I have several Windows Phones. I apply OS updates as they become available. My Lumia 920 (purchased 18 months ago) is running Windows Phone OS 8.0.105, as is my brand new Lumia 1520. The iOS devices I purchased over the last few years are similarly all running Apple’s latest OS.
And then I get to my Android devices. I have two of them. An ASUS Transformer Pad Infinity (TF700T) and a second generation Nexus 7. I got the ASUS Transformer Infinity in mid 2012 and the Nexus 7 about Mid 2013.
- The Nexus 7 is running Android 4.4.2 (KitKat)
- The Infinity is running Android 4.2.1 (Middle version of Jelly Bean, pre Jelly bean 4.3 released in July 2013)
The Infinity isn’t a bargain basement Android tablet and ASUS is a reputable manufacturer. My TF700T is the version that has the 1920x1080 display, so isn’t the first version of the ASUS Transformer. The version I have was only superseded in the last six months by a new model with an even higher resolution display.
But the version of Android it is running is 2 major and a couple of minor versions behind. The Windows RT contemporary – no longer made because ASUS determined that the market wasn’t there for non-Microsoft Windows RT devices – is up to date. The premium ASUS Android tablet from 18 months ago is not.
It’s entirely possible to update the Infinity manually to a more recent version of Android if you manually update using Cyanogen Mod. Needless to say this isn’t supported by the manufacturer.
Recent data indicates that only 2.5% of Android devices are running the most recent 4.4 version. In contrast, 74% of iOS users are using the most recent version of the mobile operating system.
The issue I’m trying to get at is that as more people start using Android devices to perform work related tasks, it becomes increasingly critical that those devices are able to be secured.
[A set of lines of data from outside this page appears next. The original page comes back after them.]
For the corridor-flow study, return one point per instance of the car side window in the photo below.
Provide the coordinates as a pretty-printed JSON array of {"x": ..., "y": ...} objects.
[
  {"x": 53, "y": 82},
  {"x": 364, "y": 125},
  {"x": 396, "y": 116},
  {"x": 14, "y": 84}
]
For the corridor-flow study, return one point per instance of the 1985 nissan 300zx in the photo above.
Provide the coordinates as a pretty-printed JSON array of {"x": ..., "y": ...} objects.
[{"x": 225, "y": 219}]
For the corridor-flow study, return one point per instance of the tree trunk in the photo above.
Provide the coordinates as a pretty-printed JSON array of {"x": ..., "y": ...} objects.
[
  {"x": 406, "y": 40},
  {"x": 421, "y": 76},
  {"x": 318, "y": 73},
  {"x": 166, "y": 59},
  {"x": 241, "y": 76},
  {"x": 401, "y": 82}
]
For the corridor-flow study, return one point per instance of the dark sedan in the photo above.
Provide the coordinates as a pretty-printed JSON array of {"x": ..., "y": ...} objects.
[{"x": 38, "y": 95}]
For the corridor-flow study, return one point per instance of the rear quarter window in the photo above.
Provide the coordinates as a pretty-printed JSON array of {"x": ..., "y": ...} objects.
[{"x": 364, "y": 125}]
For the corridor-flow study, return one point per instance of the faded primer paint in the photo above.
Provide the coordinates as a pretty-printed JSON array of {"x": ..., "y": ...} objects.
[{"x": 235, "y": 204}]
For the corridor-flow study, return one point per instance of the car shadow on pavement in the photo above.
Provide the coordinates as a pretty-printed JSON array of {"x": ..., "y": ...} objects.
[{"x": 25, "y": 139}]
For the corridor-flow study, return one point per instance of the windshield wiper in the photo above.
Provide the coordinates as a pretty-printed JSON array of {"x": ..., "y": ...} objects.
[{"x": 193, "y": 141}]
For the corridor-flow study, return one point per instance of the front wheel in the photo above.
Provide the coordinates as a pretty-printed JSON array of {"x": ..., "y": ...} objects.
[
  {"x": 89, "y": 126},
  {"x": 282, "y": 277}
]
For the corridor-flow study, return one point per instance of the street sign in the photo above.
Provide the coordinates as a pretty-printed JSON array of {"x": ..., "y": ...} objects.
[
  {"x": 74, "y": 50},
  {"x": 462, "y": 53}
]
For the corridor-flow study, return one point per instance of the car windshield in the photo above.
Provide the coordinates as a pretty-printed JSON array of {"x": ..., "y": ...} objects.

Google, like Microsoft and Apple, is constantly working on securing its mobile operating system. Unless those updates are pushed down to existing devices in a timely manner, they won’t be as secure as they might possibly be. There are stats around that suggest that the number of mobile phones and tablets in use either has or will soon outnumber desktop computers. Microsoft and Apple can push out updates quickly that reach the majority of their users when a serious security issue is discovered. Google can similarly create an update, but is at the mercy of vendors in terms of it ever reaching end user devices.
At some point this model has to change and updates to Android need to go out to the majority of compatible devices within short window after release, just as updates go out to computers running Windows or mobile devices running iOS. When hardware vendors are left to deploy updates, they lose interest soon after the next model becomes available. As people continue to use new devices for a couple of years after purchase, it’s reasonable to expect that the devices will have the most recent software updates automatically applied within that time frame.